Since clinical stage for tumour node metastasis (TNM) and tumour grade may also possess prognostic value, we compared the predictive ability of our molecular signature to that of clinical stage and histological grade. Stage IA, IB and IIA patients were compared to stage IIB, III and IV patients, while grade 1 and 2 patients were compared to grade 3 and 4 patients. Kaplan–Meier survival analysis of these datasets revealed TNM stage as a poor prognostic factor (HR = 1.13, 95% CI = 0.66 to 1.94, P = 0.667) (Additional file 7: Figure S5), whereas tumour grade was a strong predictor of patient outcome (HR = 2.05, 95% CI = 1.45 to 2.88, P = 3.18 × 10−5) (Additional file 8: Figure S6). These findings are in line with previously published pancreatic cancer studies suggesting the strong prognostic value of tumour grade and highly variable patient survival within TNM stage groups ,. Following the univariate analysis of stage and grade, the 36-gene signature classifier was adjusted for the effect of stage, grade and combined effect of both stage and grade. The multivariate modelling results further supported the contention that the 36-gene signature is an independent predictor of patient outcome (stage-adjusted model: HR = 1.94, 95% CI = 1.32 to 2.85, P = 7.9 × 10−4; grade-adjusted model: HR = 2.03, 95% CI = 1.33 to 3.09, P = 9.77 × 10−4; stage-and-grade-adjusted model: HR = 2.21, 95% CI = 1.17 to 4.16, P = 0.014; Wald test P values). The prognostic capability of the 36-gene signature was further compared to a panel of 15 clinicopathological covariates . Our signature outperformed all 15 covariates, including the resection margins, and was the best prognostic indicator (P Margins = 0.0094, n = 131; P 36-sig = 0.002, n = 87).
Subtype-specific patterns of gene expression and outcome association
To understand the PDAC subtype-specific transcriptional activity, we asked whether these 36 genes are differentially expressed between the two PDAC subtypes. To avoid training-specific bias, we limited our analysis to the validation datasets only (n = 393). Of the 36 genes, 31 were differentially expressed (P adjusted < 0.05) (Figure 1, Additional file 2: Table S6). However, the reproducibility of the training-set-derived centroids in the validation cohort suggests their stability across a number of patients studies conducted on different array platforms. To assess prognostic power of the signature genes, we conducted a univariate survival analysis restricted to the validation cohort (n = 246). The results indicated there were 12 significantly prognostic genes (P < 0.05; Wald test) (Figure 2H, Additional file 2: Table S7). Of these, the higher expression of ITGA5, SEMA3A, KIF4A, IL20RB, SLC20A1, CDC45, PXN, SSX3 and TMEM26 was correlated with poor survival, suggesting oncogenic potential (Figures 1 and 2H). Conversely, B3GNT1, NOSTRIN and CADPS followed a reverse trend with down-regulation associated with poor outcome (Figures 1 and 2H), thus suggesting a tumour suppressor role.
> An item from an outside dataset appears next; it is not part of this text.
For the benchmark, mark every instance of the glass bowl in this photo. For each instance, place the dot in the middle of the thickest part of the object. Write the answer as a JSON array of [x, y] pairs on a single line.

Comparison with pancreatic ductal adenocarcinoma prognostic gene signatures
A number of PDAC prognostic gene signatures have been proposed and most of the underlying datasets were included in our analyses ,,,. With regards to existing classifiers, the performance of the 36-gene signature was comparable to the 62-gene PDAssigner  (P = 0.038, n = 27), 171-composite gene signature  (P = 0.009, n = 25) and six-gene signature  (P = 0.001, n = 67). In terms of underlying genes, the overlap between the 36-gene signature and known PDAC gene sets was non-existent, and so was the trend amongst these gene sets (Figure 3A) ,,–,,. There was only one gene (PHLDA1) in common between the 36-gene signature and the Quasimesenchymal subtype (QM-PDA) of Collisson et al. Upon expanding the 36-gene signature to its candidate prognostic gene list (225 genes, hereafter referred to as PDAC-225) (Additional file 2: Table S2), only three genes were shared between PDAC-225 and Donahue et al. (Figure 3B). Extending the analysis to single gene predictors (DPEP1 and TPX2 for Zhang et al., and ROBO2, ROBO3, PLXNA1 and SEMA3A for Biankin et al.), again, there was no overlap between either of these gene sets and the rest of the previously published results. Apart from SEMA3A, none of the Zhang et al. and Biankin et al. genes were in common with the 36-gene and PDAC-225 signatures.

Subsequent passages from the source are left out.